Vancouver is a perfectly anonymous city. If you look down most streets, unfocus your eyes, and ignore the weather, what you see could easily pass for many cities in North America. That quality, combined with a prodigious tax-credit program, has made it Hollywood’s favorite doppelgänger. Last year, The Last of Us turned the block around a friend’s apartment into a postapocalyptic Seattle, full of abandoned cars and lush, overgrown foliage, for a few weeks. My first apartment here was a short walk from Happy Gilmore’s house, located in the ritzy Shaughnessy neighborhood. So many of the restaurants and public spaces I frequent are constantly blocked off for filming, usually for Tracker. But the notion of replicating January 6 in the heart of Vancouver’s downtown feels extra funny. In an era of 51st-state tensions, there’s something psychologically fitting about Canada, America’s top hat, being used to reenact so many of America’s sins. Just last week, another crew took over a Trees coffee near the city’s famous Gastown steam clock to shoot The Altruists for Netflix with Anthony Boyle as Sam Bankman-Fried and Julia Garner as Caroline Ellison.

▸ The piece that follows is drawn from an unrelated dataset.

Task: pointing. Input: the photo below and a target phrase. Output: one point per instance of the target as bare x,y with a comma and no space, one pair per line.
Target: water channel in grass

On Wednesday, I swung by the art gallery again, planning to loiter a little longer, but the set was already coming down. The crew was hauling fake Capitol doors into trucks. Feigning ignorance, I walked up to someone monitoring the proceedings and asked what was going on. “They’re setting up for a farmers’ market,” she said. Obvious disinformation, but not entirely wrong. Within a few hours, actual vendors would take over the square selling produce.